Competition among these third parties is fierce, and inevitably standards
compliance is far less of a driver of business decisions than customer
satisfaction. Imagine, then, that company X, which enforces the standards very
strictly, as Keith advocates, manages to "steal" a customer from company Y,
which does not. All of a sudden -- and I assure you this really happens -- a
host of slightly-misformatted but customer-desired messages which were
delivered by company Y will start getting blocked by company X. The customer,
inevitably, will scream bloody murder. They won't care that company X is doing
a better job of enforcing the standards, they will only care that company X is
-- wrongly, in their eyes -- blocking desirable streams of messages that the
previous vendor delivered with no visible problem.

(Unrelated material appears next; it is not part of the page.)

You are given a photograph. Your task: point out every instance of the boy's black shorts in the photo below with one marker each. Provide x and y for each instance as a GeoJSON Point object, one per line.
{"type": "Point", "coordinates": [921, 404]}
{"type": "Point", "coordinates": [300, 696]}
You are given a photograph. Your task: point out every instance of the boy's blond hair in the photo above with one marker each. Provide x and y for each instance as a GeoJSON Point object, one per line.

The generalization is
clear: the financial and business incentive is to deliver every message that
you can possibly figure out how to deliver, so that your service doesn't appear
"inferior" to customers who don't give a rat's rump about the details of
standards compliance.
I'm not sure why this came as such a surprise to me, as it is actually just
another instance of Postel's Law. Being liberal in what we accept means, in
this case, accepting and delivering any message where we believe, with a high
level of confidence, that the sender's intentions are clear despite its
standards violations.
I can tell you that nothing the IETF says is likely to have any effect on
whether or not Mimecast tries to "fix" and deliver such messages -- we do and
we will, as do nearly all of our competitors, because although we care what the
IETF says, we have no choice but to care what our paying customers say even
more. However, if the IETF offered guidance on the least harmful way to do
this, the odds are good that we would follow it. And I think it would be
better if vendors who felt the need to "fix" messages would at least be
mutually consistent in how they fix them.
One (probably controversial) idea that might reduce our collective angst would
be to specify that, when an MTA fixes such a message, it also generates an
explanatory/warning message back to the sender or the sender's postmaster
(perhaps limited to 1 message per day per malformation type). That way we
might not be exacerbating existing problems quite as much as Keith and other
(myself included) fear. And the senders of misformatted messages might
eventually fix their code, if only to shut up the annoying warning messages.
-- Nathaniel
On Apr 15, 2011, at 1:50 PM, Keith Moore wrote:
I'm strongly opposed to MTAs "fixing" malformed messages (other than
submission servers fixing a small number of known problems caused by broken
mail clients).
If an MTA does anything at all when it thinks that a message is malformed, it
should be to bounce it _exactly as it received it originally_.
MTAs trying to fix malformed messages, at best, mask problems further
upstream that should be fixed. At worst, they exacerbate existing problems
and make such problems harder to diagnose.
Keith
On Apr 14, 2011, at 3:07 PM, Murray S. Kucherawy wrote:
This is some work starting up in the APPS area. Please comment on the
apps-discuss list if you’re interested in participating.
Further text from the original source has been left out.